The reality remains though that changing behaviour takes time and existing patterns may be reinforced across generations. A recent study by academics at Yale University highlighted 40% of US parents reporting that their children ask to go to McDonalds once a week, and 15% every day; of the parents surveyed, 84% acquiesced and said they had taken their children to a fast-food restaurant in the previous seven days – and 66% to McDonalds. Furthermore, loath as we may be to admit it, perhaps we (secretly) enjoy eating less healthy food. A recent study in the British Medical Journal conducted in New York showed that even with the listing of calories on menus in certain restaurants (both high-end and quick-service), only 15% of diners consciously chose a lower rather than a higher calorie option.
The World Bank calculates that obese individuals spend 36% more on healthcare and 21% more on medication than either daily smokers or heavy drinkers, implying that there is plenty of scope for corporates involved in this area to ‘get fat’ on the profits. One of the clearest ways in which obesity manifests itself is via type-2 (self-inflicted, through dietary choices, as opposed to hereditary) diabetes.

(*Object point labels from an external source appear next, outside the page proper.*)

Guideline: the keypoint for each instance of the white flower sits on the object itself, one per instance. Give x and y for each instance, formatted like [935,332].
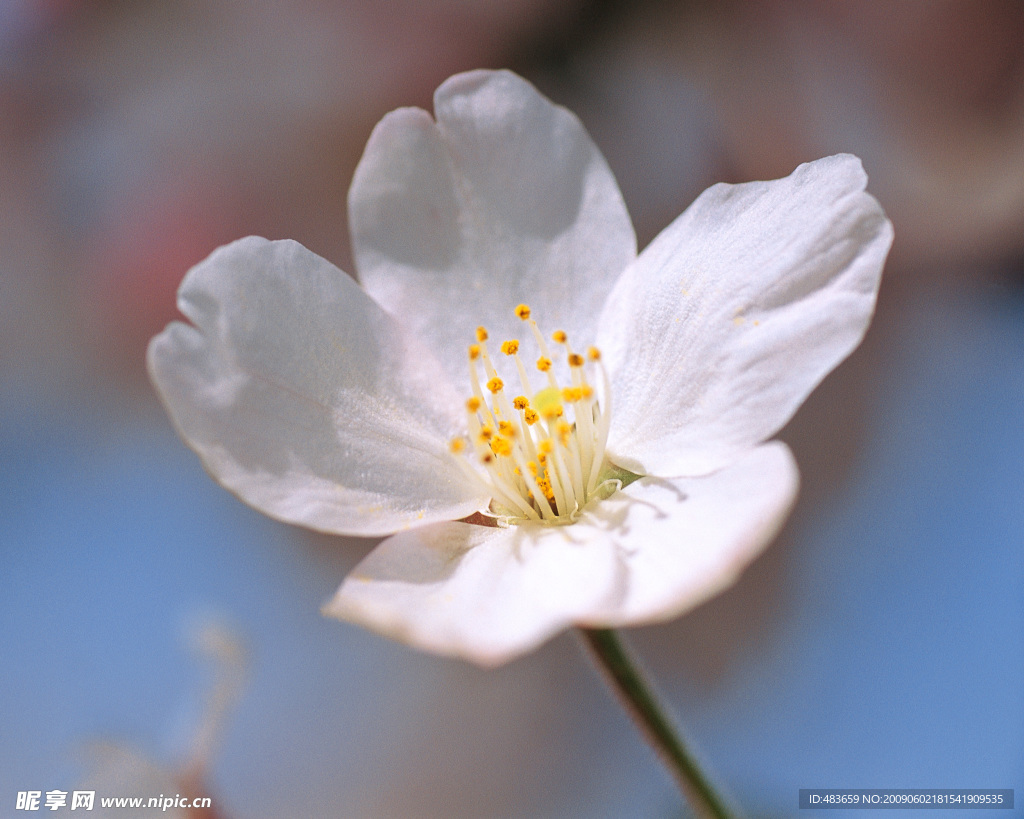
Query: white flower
[344,408]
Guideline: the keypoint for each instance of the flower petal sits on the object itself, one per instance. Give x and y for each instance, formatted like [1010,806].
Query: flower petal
[681,542]
[505,200]
[733,314]
[480,593]
[304,398]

The WHO shows that excess body fat underlies 64% of cases of diabetes in men and 77% in women, and the number of people with diabetes has more than doubled in the last ten years, to 366m. Danish-listed Novo Nordisk is the market-leader in the provision of insulin for diabetes treatment, with a 24% share of the market by value. Its business has high operating margins and is generating significant levels of free cashflow. Sanofi is the second largest player in the field. Companies including Medtronic and Insulet are also active in diabetes treatment. Novo estimates that by 2050, 522m people globally (a 40% increase from current levels) will have diabetes.

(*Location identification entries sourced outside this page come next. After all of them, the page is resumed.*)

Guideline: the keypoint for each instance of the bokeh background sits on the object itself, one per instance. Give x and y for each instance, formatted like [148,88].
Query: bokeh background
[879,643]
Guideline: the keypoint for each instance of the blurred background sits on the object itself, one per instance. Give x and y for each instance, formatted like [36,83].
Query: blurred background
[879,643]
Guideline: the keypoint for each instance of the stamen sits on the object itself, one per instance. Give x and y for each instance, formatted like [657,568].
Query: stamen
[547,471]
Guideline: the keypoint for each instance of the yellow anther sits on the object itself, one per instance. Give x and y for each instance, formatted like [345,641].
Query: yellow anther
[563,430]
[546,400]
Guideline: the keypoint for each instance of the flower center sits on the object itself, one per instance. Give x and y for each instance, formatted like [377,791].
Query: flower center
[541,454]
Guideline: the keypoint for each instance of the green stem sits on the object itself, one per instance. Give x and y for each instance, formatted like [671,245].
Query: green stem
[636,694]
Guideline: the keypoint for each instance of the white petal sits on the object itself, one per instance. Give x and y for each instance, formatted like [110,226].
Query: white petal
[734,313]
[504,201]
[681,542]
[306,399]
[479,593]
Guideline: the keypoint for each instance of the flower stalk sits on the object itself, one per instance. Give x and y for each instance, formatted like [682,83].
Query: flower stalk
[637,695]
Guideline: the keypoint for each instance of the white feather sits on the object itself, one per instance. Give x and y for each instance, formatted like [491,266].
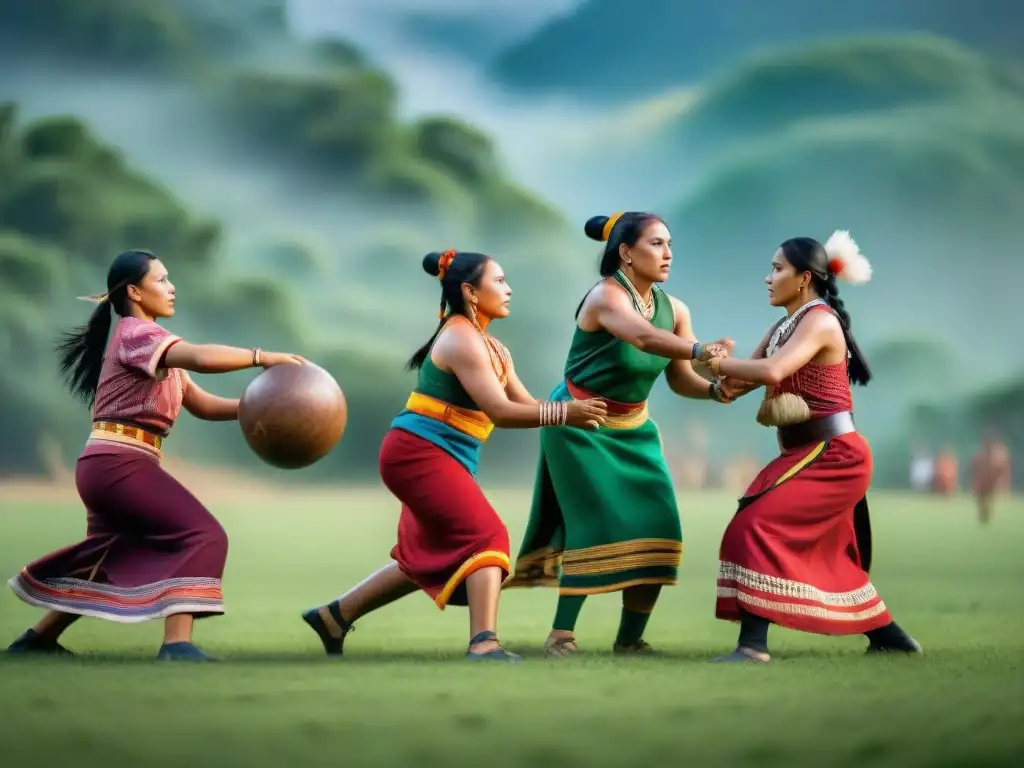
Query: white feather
[856,269]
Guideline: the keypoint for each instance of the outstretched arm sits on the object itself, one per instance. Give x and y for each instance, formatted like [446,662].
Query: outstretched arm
[461,348]
[515,389]
[216,358]
[734,388]
[682,379]
[610,308]
[813,334]
[209,407]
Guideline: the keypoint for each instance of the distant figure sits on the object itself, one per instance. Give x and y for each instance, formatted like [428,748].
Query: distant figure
[691,467]
[922,470]
[945,479]
[989,474]
[798,550]
[738,472]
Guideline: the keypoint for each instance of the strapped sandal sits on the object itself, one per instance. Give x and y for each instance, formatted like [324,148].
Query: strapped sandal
[560,647]
[498,654]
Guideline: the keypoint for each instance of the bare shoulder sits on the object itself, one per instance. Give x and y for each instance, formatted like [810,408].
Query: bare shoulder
[607,294]
[823,321]
[456,341]
[823,324]
[679,307]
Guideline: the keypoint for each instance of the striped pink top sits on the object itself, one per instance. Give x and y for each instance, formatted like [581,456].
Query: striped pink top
[132,387]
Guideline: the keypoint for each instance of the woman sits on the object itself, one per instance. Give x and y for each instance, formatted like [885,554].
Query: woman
[604,508]
[798,551]
[452,544]
[152,550]
[990,475]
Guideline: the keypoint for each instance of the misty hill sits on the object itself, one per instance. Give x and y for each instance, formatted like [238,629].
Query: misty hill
[324,201]
[605,52]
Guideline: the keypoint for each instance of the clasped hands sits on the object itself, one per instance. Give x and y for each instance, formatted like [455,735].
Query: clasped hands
[728,388]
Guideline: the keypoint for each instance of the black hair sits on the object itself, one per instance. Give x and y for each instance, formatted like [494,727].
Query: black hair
[464,267]
[81,350]
[627,230]
[807,255]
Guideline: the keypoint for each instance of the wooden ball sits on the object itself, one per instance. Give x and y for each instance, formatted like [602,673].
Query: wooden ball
[293,416]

While diabetes may be one of the starkest ways in which obesity manifests itself, excess weight can also have an adverse impact on the kidneys and increase levels of incontinence, among other deleterious side-effects. Fresenius Medical Care and DaVita lead the kidney dialysis market with respective shares of 33% and 19%, while Coloplast controls over 35% of the market for colostomy-based products. Moreover, although most hospitals are state-owned, Rhoen-Klinikum in Germany and Life Healthcare in South Africa represent two listed means for investing in this area.

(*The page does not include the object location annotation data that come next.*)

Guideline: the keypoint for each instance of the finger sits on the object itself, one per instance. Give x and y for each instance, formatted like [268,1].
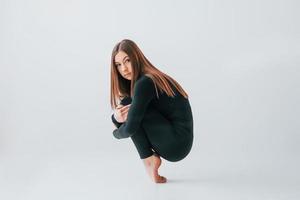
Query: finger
[119,106]
[125,107]
[125,111]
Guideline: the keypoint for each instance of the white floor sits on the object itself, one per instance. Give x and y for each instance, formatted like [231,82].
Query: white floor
[98,176]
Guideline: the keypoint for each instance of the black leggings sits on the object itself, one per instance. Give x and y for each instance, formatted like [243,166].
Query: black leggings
[171,141]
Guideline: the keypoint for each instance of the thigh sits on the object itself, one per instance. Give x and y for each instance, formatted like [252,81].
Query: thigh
[163,137]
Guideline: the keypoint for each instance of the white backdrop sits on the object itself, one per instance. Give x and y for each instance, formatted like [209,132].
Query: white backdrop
[238,60]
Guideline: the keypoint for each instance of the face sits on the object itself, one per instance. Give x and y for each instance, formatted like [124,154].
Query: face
[123,65]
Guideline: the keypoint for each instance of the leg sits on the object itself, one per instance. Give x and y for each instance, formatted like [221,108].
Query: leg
[172,142]
[150,159]
[142,144]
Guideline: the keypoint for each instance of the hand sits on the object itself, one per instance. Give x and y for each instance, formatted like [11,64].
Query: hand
[121,113]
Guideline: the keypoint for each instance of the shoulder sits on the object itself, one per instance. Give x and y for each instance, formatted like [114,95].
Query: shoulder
[144,83]
[144,80]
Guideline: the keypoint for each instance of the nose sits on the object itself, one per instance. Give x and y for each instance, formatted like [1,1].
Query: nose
[123,68]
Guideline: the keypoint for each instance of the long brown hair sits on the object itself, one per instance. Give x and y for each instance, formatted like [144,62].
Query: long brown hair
[121,87]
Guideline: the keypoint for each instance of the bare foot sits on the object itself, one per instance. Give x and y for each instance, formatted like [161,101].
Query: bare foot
[152,164]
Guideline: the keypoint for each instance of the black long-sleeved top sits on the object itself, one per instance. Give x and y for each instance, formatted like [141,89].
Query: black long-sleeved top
[176,109]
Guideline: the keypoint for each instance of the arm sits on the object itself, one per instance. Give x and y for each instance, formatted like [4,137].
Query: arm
[116,123]
[144,92]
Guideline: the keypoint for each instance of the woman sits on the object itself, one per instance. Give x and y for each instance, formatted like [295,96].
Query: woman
[150,107]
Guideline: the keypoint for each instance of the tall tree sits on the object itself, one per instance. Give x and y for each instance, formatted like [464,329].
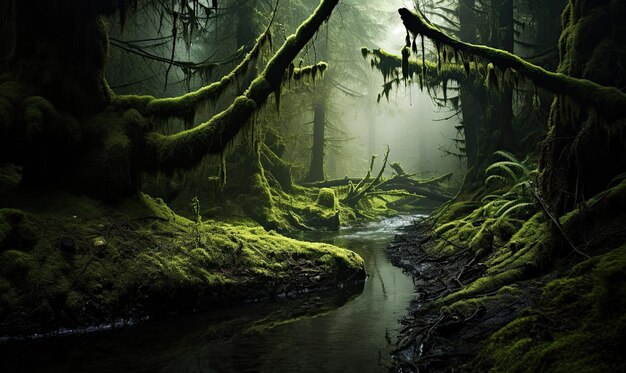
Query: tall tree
[60,120]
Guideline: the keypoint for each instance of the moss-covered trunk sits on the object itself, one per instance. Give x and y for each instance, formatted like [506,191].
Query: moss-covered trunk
[584,151]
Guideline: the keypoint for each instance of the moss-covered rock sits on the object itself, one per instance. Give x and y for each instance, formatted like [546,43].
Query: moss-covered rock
[70,261]
[578,325]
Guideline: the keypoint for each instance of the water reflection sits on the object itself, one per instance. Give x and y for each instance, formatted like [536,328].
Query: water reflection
[324,332]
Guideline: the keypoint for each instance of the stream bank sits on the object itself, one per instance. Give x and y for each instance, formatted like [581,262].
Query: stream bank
[339,331]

Viewed from a different perspective, investing in companies that have significant exposure to sportswear/ exercise equipment, leisure facilities, dietary products or healthy food propositions may represent alternative means of gaining exposure to the trends discussed above. Nonetheless, our sobering concluding thought is the following: in the ten years to 31 December 2011, investing in Novo Nordisk would have generated annualised shareholder returns of 16.3%, a highly respectable gain, almost four times better than the MSCI World’s advance of 4.2%. However, with its 33,000 restaurants that serve 68m people, or just under 10% of the world’s population, daily with burgers and fries, McDonalds has outpaced Novo, returning 17.0% over the same period. While obesity and its consequences is clearly no laughing matter, whether we like it or not, people look set to continue gorging themselves on unhealthy food only to find that they subsequently may well need to deal with the consequences and treat themselves with insulin-based (and other) medications.